An Introduction to Sox9 and Campomelic Dysplasia
Sox9 (SRY-Box Containing Protein 9), is a gene located on the human chromosome 17 (location 17q23). It encodes a transcription factor that recognizes the sequence CCTTGAG along with other members of the HMG-box class DNA-binding proteins. It acts during chondrocyte differentiation and, when interacting with steroidogenic factor 1, regulates transcription of the anti-Muellerian hormone (AMH) gene during sexual development, among others. Deficiencies lead to the skeletal malformation syndrome Campomelic Dysplasia, frequently with sex reversal (Wagner et al 1994; Foster et al 1994).
Campomelic dysplasia is a disorder of the newborn characterized by congenital bowing and angulation of long bones, together with other skeletal and extraskeletal defects (See X-Ray figure to the right for an example; provided by http://www.ncbi.nlm.nih.gov/books/NBK1760/ ). Up to two-thirds of affected XY individuals have a gradation of genital defects or may develop as phenotypic females (Wagner et al 1994).
Sox9 haploissuficient mutant mice have defective cartilage primordia and results in premature skeletal mineralization and are used as a model for Campomelic Dysplasia (Bi et al 2001). It is also a convenient and well used molecular marker in developmental studies to show mesenchymal condensations,as well as the developing cartilage tissue in the early limb bud (Akiyama et al 2005--see fig A on right to see developmental progression in the embryonic limb). The a model of Sox9 in chondrogenesis (in the context of the limb bud) is shown in the figure to the right.
Cartilage differentiation and Endochondral Ossification: Processes that are regulated by Sox9
Steps of Endochondral Bone Development. (Quintana et al 2009)
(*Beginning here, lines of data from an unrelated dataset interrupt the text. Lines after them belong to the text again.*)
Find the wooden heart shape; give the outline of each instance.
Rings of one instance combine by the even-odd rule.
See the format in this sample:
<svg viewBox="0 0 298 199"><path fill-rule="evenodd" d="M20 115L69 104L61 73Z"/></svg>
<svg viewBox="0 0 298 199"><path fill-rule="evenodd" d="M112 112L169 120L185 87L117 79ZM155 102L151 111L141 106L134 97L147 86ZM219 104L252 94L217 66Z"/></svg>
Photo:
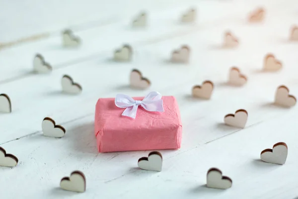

To put Sox9's role in development into perspective, I will describe the developmental process of skeletal development Sox9 is involved in. The development of the long bones in vertebrates is a process known as endochondral ossification (see figure above and its accompanying review in Quintana et al 2009), which is a process of bone development that the mesenchymal precursors must go thru a cartilage intermediate, which then bone replaces. Endochondral bone development begins when the mesenchyme cells condense and proliferate to form a scaffolding structure of the skeleton that has been patterned in processes preceding it. Signals instruct these cells to differentiate into chondroblasts. These chondroblasts then subsequently synthesize and secrete extracellular matrix components specific to cartilage, which then causes these cells to differentiate into mature chondrocytes. These chondrocytes then stop proliferating and undergo hypertrophic differentiation (which includes mineralization of the cartilage matrix with calcium salts and changing the overall composition of the ECM components) into what are called hypertrophic chondrocytes. These hypertrophic chondrocytes undergo apoptosis upon blood vessel invasion. The blood vessels carry osteoblasts, which begin to invade the tissue and begin to form bone using the cartilaginous matrix as a scaffold/template and replaces it by mineralized matrix.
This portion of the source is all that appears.